Electric vehicles are often not considered fun machines to drive compared to gearshift gasoline vehicles, but Hyundai is doing its part to close the gap with the new performance variant Ioniq 5 N. As the name suggests, the automaker has delivered its popular EV crossover to teams in its “N” sub-brand and is giving it a virtual eight-speed transmission and up to 478kW (the equivalent of 641 horsepower).

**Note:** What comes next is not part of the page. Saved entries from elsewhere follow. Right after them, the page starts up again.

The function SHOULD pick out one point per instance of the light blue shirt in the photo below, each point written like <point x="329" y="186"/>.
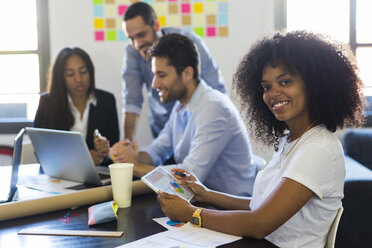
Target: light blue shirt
<point x="208" y="138"/>
<point x="137" y="72"/>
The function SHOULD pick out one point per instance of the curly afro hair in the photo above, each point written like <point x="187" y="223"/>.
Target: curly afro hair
<point x="331" y="79"/>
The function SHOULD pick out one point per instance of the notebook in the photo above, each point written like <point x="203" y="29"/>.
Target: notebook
<point x="65" y="155"/>
<point x="9" y="174"/>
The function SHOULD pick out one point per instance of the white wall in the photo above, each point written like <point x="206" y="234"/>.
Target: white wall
<point x="71" y="25"/>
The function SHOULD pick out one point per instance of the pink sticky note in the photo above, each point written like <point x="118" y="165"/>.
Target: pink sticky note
<point x="211" y="31"/>
<point x="185" y="8"/>
<point x="122" y="9"/>
<point x="99" y="35"/>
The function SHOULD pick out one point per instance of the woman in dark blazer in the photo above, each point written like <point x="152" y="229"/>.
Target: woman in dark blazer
<point x="73" y="103"/>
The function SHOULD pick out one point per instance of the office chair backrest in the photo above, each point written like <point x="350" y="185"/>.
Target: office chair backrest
<point x="331" y="238"/>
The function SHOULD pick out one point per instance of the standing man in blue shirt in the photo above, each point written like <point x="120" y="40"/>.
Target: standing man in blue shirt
<point x="142" y="27"/>
<point x="204" y="132"/>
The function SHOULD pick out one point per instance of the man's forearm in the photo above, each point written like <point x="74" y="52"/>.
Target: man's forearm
<point x="130" y="125"/>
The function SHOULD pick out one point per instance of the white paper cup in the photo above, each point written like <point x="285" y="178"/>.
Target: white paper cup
<point x="121" y="180"/>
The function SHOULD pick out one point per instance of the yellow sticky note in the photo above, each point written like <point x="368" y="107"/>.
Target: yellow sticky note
<point x="98" y="23"/>
<point x="198" y="7"/>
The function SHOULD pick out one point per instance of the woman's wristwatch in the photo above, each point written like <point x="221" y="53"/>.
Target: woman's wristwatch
<point x="196" y="218"/>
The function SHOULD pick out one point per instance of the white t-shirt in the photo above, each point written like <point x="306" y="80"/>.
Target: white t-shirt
<point x="317" y="162"/>
<point x="81" y="122"/>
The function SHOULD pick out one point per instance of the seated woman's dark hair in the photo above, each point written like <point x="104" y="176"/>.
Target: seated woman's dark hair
<point x="333" y="87"/>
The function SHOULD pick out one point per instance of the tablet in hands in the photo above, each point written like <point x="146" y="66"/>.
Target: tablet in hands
<point x="161" y="179"/>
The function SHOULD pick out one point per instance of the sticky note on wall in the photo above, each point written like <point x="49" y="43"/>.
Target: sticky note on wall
<point x="207" y="18"/>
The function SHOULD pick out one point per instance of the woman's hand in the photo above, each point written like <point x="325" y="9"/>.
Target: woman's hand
<point x="191" y="182"/>
<point x="102" y="145"/>
<point x="96" y="156"/>
<point x="175" y="207"/>
<point x="124" y="152"/>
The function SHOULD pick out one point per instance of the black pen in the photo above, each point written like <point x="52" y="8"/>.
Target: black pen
<point x="181" y="174"/>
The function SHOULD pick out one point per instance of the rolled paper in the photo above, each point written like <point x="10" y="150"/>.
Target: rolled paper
<point x="12" y="210"/>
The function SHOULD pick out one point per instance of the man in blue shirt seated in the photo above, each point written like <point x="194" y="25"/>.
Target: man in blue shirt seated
<point x="142" y="27"/>
<point x="204" y="132"/>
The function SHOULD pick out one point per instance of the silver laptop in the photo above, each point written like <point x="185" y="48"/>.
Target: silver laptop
<point x="9" y="174"/>
<point x="65" y="155"/>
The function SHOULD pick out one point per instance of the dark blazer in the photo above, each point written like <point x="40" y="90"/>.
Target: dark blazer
<point x="103" y="117"/>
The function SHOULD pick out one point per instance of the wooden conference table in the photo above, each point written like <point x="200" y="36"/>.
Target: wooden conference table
<point x="136" y="223"/>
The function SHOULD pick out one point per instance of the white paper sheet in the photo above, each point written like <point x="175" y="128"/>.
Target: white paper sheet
<point x="184" y="236"/>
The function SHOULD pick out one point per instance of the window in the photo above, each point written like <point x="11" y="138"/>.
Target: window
<point x="345" y="20"/>
<point x="24" y="58"/>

The new “e-shift” dual-clutch transmission is designed to make the 2024 Ioniq 5N feel like an internal combustion engine vehicle without the emissions. It simulates gear changing by adjusting the torque output on the dual motors and includes fake engine bumps and noises to help you simulate firing pistons on the race track. You can also take “manual” control using paddle shifters, and the system will even punish you with the feel of a chop if you mess around.
The Ioniq 5 N’s motors can push a combined maximum of 478kW using its ‘N Grin Boost’ mode and can sprint from zero to 62mph in around 3.4 seconds. That compares to the regular Ioniq 5 AWD, which has a combined output of 239kW/320 horsepower and is about a second slower than the N. The new model is also technically more powerful than Tesla’s Model 3 Performance. , which makes about 450 horsepower.
The Ioniq 5 N looks a bit different than the regular model, including a deeper front bumper and functional mesh that allows for a bit more airflow. There is an N badge on the grille plus a red sport patch in the center of the front and rear bumpers. The vehicle’s apron features a red pinstripe that continues around the perimeter of the EV, and of course, there are 21-inch aluminum wheels for a complete look.
As the industry shifts toward more electric vehicles, automakers are trying to find more ways to entice motoring enthusiasts to embrace the future and put aside their enthusiasm for internal combustion engine cars. Case in point: Ford made a six-speed manual gearbox for a one-off electric Mustang, and Jeep’s Magneto EV concept is also engineered with the full-shift experience. And Toyota is actively developing its own “manual” system for electric vehicles that, like the Ioniq 5 N, also pretends the transmission isn’t happy if you lose controls.
Hyundai developed other electric performance N vehicles as concepts, including its RN22e “rolling labs” (a modified Ioniq 6) and N Vision 74. The automaker is also building a production Kona N EV running on a vehicle platform. Separate electrical compared to the E-GMP one in the Ioniq.
The Hyundai Ioniq 5 N, despite not adopting the automaker’s recently announced Integrated Modular Architecture (IMA) EV platform, carries 84kWh of usable battery power compared to 77.4kWh for the standard. Hyundai lists the N as supporting 350kW charging; meanwhile, his other vehicles don’t actually load that fast even though the shared platform supports speed. The N’s battery can also charge from 10 percent to 80 percent in 18 minutes, according to the automaker.
As for other features, the Ioniq 5 N has all the features that the regular version has, including the Vehicle to Charge (V2L) system that turns your car into essentially one big battery bank. Mom’s the word on the Ioniq 5 N’s range, though, but if the surprisingly poor range of Hyundai’s sister company’s Kia EV6 GT performance trim is any indication, don’t expect to take it on long road trips.